The jury heard and saw clear, uncontradicted and unobfuscated evidence of an execution style killing in which the parties were acquainted and played on or were involved with the same softball team. In the opinion of the Trial Judge, the verdict is in accord with the evidence.

We have reviewed the cases where the death sentence was imposed, as well as the capital cases in which the choice of death or life imprisonment without possibility of parole for fifty years was submitted to the jury.[5] We conclude the penalty imposed is not excessive or disproportionate to the penalties imposed in similar cases, considering the facts and circumstances of the instant crime and the defendant.[6]

The judgment is affirmed.


ROBERTSON, J., not sitting.


[1] Defendant was convicted under § 565.001, RSMo 1978, which has since been repealed. Under present Missouri law, first degree murder is the only homicide offense for which the death penalty may be imposed. See § 565.020, RSMo Supp.1984.

[2] Ballistic evidence showed that the four shots resulting in the death of Walker and the four shots which seriously injured Keys were fired from two different weapons.
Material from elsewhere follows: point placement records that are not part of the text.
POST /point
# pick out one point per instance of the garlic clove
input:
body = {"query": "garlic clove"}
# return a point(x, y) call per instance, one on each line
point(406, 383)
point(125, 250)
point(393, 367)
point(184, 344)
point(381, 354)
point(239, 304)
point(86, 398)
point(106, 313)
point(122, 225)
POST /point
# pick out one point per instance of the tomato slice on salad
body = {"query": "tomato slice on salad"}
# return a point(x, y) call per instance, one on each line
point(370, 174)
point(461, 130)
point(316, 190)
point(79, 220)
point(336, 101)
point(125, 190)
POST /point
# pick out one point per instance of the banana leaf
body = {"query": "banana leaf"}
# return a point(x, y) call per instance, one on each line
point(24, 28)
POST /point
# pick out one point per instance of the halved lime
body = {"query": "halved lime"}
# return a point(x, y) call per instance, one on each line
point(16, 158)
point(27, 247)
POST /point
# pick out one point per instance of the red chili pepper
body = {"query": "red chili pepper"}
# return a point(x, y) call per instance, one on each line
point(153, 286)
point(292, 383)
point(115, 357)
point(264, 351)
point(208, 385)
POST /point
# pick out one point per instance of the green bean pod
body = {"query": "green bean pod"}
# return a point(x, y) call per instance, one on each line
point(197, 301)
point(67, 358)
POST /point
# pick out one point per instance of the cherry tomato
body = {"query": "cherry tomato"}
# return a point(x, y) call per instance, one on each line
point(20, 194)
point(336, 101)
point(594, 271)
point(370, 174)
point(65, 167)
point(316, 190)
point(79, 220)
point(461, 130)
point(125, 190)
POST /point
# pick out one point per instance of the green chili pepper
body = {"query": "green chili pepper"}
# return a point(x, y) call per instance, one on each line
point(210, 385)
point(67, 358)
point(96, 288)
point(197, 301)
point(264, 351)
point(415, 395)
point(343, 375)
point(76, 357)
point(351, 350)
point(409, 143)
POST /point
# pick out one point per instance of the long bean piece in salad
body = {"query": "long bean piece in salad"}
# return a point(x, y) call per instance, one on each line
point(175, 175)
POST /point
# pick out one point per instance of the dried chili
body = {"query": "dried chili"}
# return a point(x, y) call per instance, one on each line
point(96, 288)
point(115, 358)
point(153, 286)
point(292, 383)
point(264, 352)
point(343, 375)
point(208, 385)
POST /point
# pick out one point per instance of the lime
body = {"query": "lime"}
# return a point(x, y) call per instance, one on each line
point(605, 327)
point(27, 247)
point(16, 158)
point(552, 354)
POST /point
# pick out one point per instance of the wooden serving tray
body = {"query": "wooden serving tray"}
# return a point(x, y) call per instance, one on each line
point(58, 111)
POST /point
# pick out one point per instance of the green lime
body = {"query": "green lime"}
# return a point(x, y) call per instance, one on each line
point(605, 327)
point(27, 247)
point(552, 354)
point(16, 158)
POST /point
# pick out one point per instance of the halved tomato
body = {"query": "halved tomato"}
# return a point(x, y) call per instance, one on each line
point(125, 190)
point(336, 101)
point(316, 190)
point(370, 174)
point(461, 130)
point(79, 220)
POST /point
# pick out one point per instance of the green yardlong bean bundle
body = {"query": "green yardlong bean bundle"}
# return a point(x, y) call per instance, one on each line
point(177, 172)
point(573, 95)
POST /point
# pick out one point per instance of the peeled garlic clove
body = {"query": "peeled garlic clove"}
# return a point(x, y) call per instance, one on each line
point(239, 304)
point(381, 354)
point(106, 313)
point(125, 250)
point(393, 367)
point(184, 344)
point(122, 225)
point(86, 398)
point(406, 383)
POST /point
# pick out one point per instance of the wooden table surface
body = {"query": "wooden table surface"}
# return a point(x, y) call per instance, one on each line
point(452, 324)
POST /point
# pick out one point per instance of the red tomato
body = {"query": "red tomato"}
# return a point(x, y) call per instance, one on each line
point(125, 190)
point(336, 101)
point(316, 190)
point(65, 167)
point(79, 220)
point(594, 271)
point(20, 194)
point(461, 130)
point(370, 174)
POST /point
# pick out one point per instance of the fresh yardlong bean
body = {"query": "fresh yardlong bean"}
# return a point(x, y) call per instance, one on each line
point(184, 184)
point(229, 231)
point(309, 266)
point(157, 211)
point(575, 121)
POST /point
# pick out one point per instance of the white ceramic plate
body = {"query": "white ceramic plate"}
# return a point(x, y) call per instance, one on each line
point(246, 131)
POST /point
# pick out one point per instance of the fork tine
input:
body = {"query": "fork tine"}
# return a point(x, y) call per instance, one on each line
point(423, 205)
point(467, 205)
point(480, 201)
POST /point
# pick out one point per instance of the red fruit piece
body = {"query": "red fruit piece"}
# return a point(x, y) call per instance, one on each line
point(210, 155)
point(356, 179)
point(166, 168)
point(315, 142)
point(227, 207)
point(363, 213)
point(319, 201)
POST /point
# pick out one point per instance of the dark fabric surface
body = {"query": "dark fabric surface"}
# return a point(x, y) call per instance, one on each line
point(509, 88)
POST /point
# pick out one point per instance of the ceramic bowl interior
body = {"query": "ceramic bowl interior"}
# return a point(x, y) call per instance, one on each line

[3] In support of this argument, defendant relies upon Grigsby v. Mabry, 758 F.2d 226 (8th Cir. banc 1985), petition for cert. filed sub nom., McCree v. Lockhart. On October 7, 1985, the United States Supreme Court granted certiorari in McCree, ___ U.S. ___, 106 S. Ct. 59, ___ L.Ed.2d ___.

[4] Including the results of studies, opinions and conclusions of the academic community concerning the lack of deterrence of the death penalty. We have held such type of evidence inadmissible. See State v. Gilmore, 681 S.W.2d 934, 941 (Mo. banc 1984).

[5] Defendant points to the fact that his accomplice, Michael Phillips, was convicted of first degree (felony) murder and sentenced to life imprisonment. Because Phillip's conviction was for a lesser offense, his sentence is not germane to our proportionality review. State v. Bolder, 635 S.W.2d 673, 685 (Mo. banc 1982). In Bolder, we held: "Relevant cases for a review of the appropriateness of the sentence are those in which the judge or jury first found the defendant guilty of capital murder and thereafter chose between death or life imprisonment without the possibility of parole for at least fifty years."

[6] Our conclusion that the death penalty in this case is neither excessive nor disproportionate to the penalty imposed in similar cases considering the crime and the defendant was reached after reviewing a number of representative cases. See e.g. State v. Malone, 694 S.W.2d 723 (Mo. banc 1985); State v. McDonald, 661 S.W.2d 497 (Mo. banc 1983), cert. denied ___ U.S. ___, 105 S. Ct. 1875, 85 L. Ed. 2d 168 (1985); State v. Stokes, 638 S.W.2d 715 (Mo. banc 1982), cert. denied, 460 U.S. 1017, 103 S. Ct. 1263, 75 L. Ed. 2d 488 (1983); State v. Newlon, 627 S.W.2d 606 (Mo. banc 1982), cert. denied, 459 U.S. 884, 103 S. Ct. 185, 74 L. Ed. 2d 149 (1982).